Schlaumeier vom Amt wollen an der Aids-Hilfe sparen

Aachener Hilfsstelle stemmt sich gegen „Fehlbetragsfinanzierung“ des Regierungspräsidiums von NRW / Die Landesregierung würde in Zukunft nur noch die Differenz zum Spendenaufkommen zuschießen / Obwohl sich die Infiziertenwelle abschwächt, steigt die Zahl akut Erkrankter und somit der Finanzbedarf  ■  Von Bernd Müllender

Der zuständige Beamte der Düsseldorfer Landesregierung hatte geschlafen: Er vergaß, seinen Kollegen beim Regierungspräsidenten schlichtweg mitzuteilen, man möge die etwa 20 Aids-Hilfe-Stellen des Landes wie in den Vorjahren durch eine feste Summe finanziell unterstützen. Der verantwortliche Beamte im Regierungspräsidium reagierte auf seine Weise: Wo einem nichts ausdrücklich vorgeschrieben ist, braucht man nicht zu handeln. Also: Nicht über den unveränderten politischen Willen der Landesregierung - die Unterstützung Aids-Kranker - nachdenken, sondern schnell den Geldhahn zuschließen, denn eine Chance zum Sparen ist stets zu nutzen, das mag er wohl gedacht haben.
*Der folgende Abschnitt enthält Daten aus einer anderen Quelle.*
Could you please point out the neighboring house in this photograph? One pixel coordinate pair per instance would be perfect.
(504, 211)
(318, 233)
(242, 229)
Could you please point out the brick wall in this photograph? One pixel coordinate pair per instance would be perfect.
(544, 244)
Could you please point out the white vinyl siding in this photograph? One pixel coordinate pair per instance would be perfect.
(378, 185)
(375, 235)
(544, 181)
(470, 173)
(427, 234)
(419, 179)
Der Beamte verfügte eine „Fehlbetragsfinanzierung“. Das heißt, die Aids-Hilfen erhalten nur noch den Differenzbetrag zum Spendenaufkommen. Mit anderen Worten: Der Regierungspräsident bedient sich indirekt aus dem Spendentopf: Wer Aids-Kranken finanziell helfen will, erspart dem Regierungspräsidenten Ausgaben, spendet sozusagen der Staatskasse etwas.

Die Aachener Aids-Hilfe e.V., die wegen ihres hohen Spendenaufkommens (40.000 Mark flossen ihr 1988 zu) besonders betroffen gewesen wäre, protestierte energisch. Ergebnis: Telefonisch wurde Ende August angekündigt, die neue Verfügung werde wohl wieder rückgängig gemacht. Wahrscheinlich. Sicher ist damit allerdings noch nichts.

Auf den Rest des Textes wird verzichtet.